= Horsham Hurst (electoral division) =

Horsham Hurst
Shown within West Sussex
| District: | Horsham |
| UK Parliament Constituency: | Horsham |
| Ceremonial county: | West Sussex |
| Electorate (2009): | 7906 |
County Councillor
Nigel Dennis (LD)

Horsham Hurst is an electoral division of West Sussex in the United Kingdom and returns one member to sit on West Sussex County Council.

==Extent==
The division covers the western part of the town of Horsham.

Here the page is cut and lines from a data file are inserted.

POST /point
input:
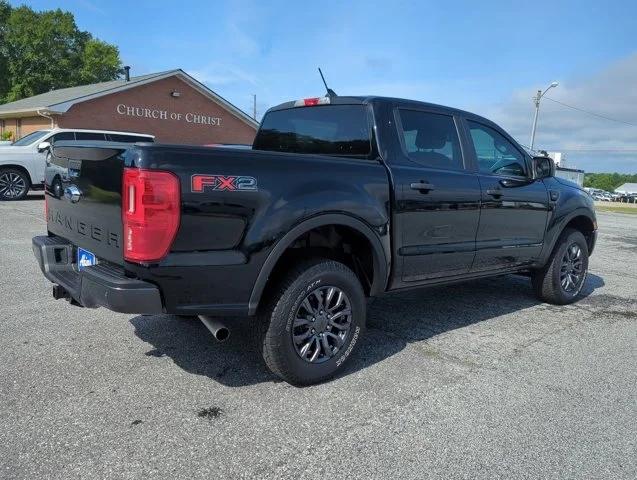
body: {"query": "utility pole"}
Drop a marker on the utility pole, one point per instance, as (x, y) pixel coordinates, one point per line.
(536, 100)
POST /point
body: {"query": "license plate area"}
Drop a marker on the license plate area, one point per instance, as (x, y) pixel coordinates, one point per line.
(85, 259)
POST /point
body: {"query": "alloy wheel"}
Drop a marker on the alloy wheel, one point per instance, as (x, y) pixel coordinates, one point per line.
(321, 324)
(572, 268)
(12, 185)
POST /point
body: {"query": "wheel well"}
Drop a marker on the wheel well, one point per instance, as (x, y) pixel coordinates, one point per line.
(336, 242)
(17, 167)
(585, 225)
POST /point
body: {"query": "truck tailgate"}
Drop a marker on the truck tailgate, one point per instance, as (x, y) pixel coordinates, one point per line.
(84, 196)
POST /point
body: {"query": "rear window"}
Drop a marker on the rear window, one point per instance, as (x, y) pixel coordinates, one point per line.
(114, 137)
(328, 130)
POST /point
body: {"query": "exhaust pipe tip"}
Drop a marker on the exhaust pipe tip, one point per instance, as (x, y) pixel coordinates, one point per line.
(222, 334)
(219, 331)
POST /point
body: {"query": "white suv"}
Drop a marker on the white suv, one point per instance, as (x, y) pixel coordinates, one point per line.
(23, 162)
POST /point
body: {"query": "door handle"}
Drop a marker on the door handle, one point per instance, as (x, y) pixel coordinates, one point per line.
(422, 187)
(494, 192)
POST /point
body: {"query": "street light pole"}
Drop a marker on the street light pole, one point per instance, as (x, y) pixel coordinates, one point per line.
(536, 100)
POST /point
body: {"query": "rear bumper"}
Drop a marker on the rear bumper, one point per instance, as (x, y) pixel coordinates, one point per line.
(97, 286)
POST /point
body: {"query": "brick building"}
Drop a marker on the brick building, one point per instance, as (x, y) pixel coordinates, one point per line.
(171, 105)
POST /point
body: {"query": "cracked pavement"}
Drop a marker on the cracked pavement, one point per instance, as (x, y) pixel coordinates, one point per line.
(475, 380)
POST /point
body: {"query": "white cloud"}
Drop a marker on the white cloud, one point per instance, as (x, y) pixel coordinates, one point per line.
(590, 142)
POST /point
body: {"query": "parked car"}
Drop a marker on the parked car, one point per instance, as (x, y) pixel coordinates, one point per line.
(22, 164)
(340, 199)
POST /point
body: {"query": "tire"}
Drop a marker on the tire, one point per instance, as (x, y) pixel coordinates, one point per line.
(553, 283)
(297, 296)
(14, 184)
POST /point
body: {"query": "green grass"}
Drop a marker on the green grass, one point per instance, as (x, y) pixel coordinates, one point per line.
(616, 209)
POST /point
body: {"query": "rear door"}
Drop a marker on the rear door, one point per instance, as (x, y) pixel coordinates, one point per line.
(514, 208)
(436, 197)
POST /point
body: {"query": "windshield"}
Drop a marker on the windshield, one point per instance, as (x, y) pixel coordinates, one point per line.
(30, 138)
(329, 130)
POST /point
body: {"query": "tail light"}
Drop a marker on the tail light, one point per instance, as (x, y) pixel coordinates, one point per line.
(150, 213)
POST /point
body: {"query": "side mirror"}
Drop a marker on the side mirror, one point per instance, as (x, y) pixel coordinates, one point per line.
(44, 146)
(544, 167)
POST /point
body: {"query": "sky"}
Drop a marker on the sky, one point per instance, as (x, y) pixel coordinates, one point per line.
(485, 57)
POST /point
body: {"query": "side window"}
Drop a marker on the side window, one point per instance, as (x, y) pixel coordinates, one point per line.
(496, 155)
(89, 136)
(431, 139)
(62, 136)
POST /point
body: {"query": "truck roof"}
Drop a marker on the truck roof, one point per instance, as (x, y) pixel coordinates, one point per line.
(372, 99)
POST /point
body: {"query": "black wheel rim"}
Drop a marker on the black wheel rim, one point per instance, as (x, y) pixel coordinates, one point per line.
(572, 269)
(12, 185)
(322, 324)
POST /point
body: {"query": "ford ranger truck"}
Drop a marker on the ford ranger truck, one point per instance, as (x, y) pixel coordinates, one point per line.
(340, 199)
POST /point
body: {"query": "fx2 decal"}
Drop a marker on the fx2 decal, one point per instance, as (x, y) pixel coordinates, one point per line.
(201, 183)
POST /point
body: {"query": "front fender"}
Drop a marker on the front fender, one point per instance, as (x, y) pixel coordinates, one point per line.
(572, 203)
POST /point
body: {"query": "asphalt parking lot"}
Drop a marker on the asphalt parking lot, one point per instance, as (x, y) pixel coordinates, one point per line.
(477, 380)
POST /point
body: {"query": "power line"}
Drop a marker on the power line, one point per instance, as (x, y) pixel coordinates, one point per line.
(594, 149)
(591, 113)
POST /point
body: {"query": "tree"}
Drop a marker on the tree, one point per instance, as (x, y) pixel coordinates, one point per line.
(608, 181)
(100, 62)
(42, 51)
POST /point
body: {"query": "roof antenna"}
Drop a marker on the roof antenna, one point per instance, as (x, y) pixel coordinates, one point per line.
(330, 93)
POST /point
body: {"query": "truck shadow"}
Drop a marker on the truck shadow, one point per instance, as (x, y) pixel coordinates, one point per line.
(394, 320)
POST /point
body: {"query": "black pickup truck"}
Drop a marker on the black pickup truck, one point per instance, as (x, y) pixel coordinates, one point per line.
(340, 199)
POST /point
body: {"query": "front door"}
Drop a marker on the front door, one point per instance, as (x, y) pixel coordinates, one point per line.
(514, 208)
(436, 198)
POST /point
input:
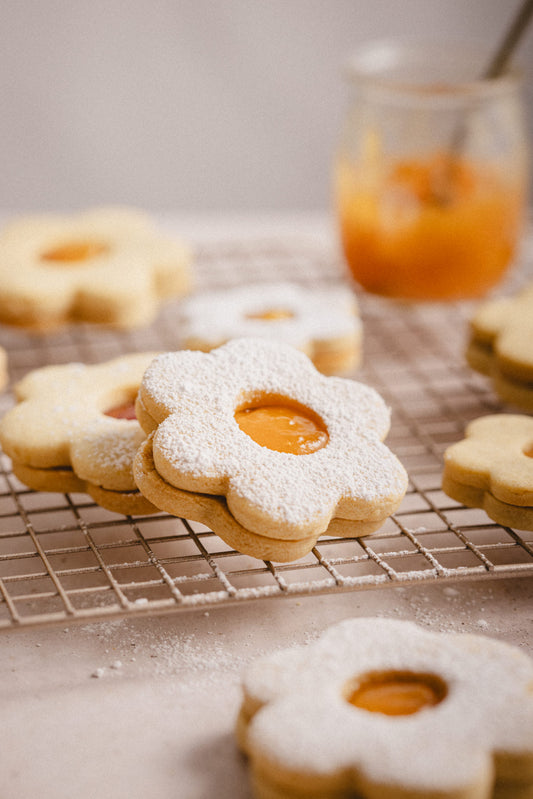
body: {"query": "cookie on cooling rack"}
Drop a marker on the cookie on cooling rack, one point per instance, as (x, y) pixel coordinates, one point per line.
(492, 468)
(108, 266)
(4, 377)
(74, 430)
(251, 440)
(323, 322)
(501, 332)
(383, 709)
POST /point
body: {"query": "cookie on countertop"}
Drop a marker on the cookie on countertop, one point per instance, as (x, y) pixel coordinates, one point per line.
(492, 468)
(500, 346)
(384, 709)
(108, 265)
(251, 440)
(74, 429)
(323, 321)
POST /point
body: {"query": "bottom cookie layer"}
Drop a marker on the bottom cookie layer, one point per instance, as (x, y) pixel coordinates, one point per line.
(503, 513)
(213, 511)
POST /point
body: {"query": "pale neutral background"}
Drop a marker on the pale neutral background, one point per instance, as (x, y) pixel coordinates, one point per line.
(194, 105)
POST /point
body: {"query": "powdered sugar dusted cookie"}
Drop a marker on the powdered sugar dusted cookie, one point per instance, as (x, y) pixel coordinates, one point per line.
(322, 322)
(108, 265)
(288, 449)
(501, 332)
(492, 468)
(74, 429)
(383, 709)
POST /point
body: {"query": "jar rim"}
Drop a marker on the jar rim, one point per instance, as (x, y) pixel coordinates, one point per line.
(430, 70)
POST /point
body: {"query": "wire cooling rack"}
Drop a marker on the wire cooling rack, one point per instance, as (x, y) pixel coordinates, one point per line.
(63, 558)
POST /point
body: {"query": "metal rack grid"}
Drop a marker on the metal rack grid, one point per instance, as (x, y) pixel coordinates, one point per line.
(63, 558)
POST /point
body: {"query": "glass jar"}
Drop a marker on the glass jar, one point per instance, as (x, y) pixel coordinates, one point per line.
(431, 172)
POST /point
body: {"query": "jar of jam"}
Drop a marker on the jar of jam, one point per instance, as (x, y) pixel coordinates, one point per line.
(431, 172)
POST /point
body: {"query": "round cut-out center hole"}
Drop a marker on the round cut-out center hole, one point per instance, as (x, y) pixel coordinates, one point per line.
(124, 411)
(283, 427)
(76, 251)
(397, 693)
(271, 315)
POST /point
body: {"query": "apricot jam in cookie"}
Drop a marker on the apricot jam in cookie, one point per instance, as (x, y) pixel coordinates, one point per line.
(286, 450)
(74, 429)
(108, 265)
(323, 322)
(4, 377)
(383, 709)
(501, 332)
(492, 468)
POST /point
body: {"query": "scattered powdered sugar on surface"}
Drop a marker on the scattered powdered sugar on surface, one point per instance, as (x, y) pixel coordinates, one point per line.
(199, 446)
(219, 315)
(307, 726)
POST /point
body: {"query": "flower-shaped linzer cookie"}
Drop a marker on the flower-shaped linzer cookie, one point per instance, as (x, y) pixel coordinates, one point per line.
(74, 430)
(492, 468)
(321, 321)
(255, 422)
(383, 709)
(108, 265)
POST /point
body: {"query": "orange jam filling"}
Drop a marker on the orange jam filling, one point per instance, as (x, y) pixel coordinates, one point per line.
(272, 315)
(430, 228)
(124, 411)
(397, 693)
(74, 251)
(283, 427)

It comprises the following Horsham District wards: the western part of Horsham Park Ward and Trafalgar Ward.

==Election results==
===2013 Election===
Results of the election held on 2 May 2013:

Horsham Hurst
| Party |  | Candidate | Votes | % | ±% |
|---|---|---|---|---|---|
|  | Liberal Democrats | Nigel Dennis | 1,225 | 44.4 | −6.4 |
|  | Conservative | Keith Bridgeman | 679 | 24.6 | −1.7 |
|  | UKIP | Claire Bridewell | 537 | 19.4 | +10.5 |
|  | Labour | Carol Hayton | 321 | 11.6 | +6.1 |
| Majority |  |  | 546 | 19.8 | −4.7 |
| Turnout |  |  | 2,762 | 34.2 | −7.9 |
|  | Liberal Democrats hold |  | Swing | -4.7% |  |

===2009 Election===
Results of the election held on 4 June 2009:

Horsham Hurst
| Party |  | Candidate | Votes | % | ±% |
|---|---|---|---|---|---|
|  | Liberal Democrats | Nigel Dennis | 1,697 | 50.8 |  |
|  | Conservative | Marc Kent | 879 | 26.3 |  |
|  | UKIP | Claire Bridewell | 279 | 8.3 |  |
|  | Green | Stacey Frier | 187 | 5.6 |  |
|  | Labour | Carol Hayton | 183 | 5.5 |  |
|  | BNP | Joyce Audric | 118 | 3.5 |  |
| Majority |  |  | 818 | 24.5 |  |
| Turnout |  |  | 3,343 | 42.3 |  |
|  | Liberal Democrats win (new seat) |  |  |  |  |

This division as it came into existence as the result of a boundary review recommended by the Boundary Committee for England, the results of which were accepted by the Electoral Commission in March 2009.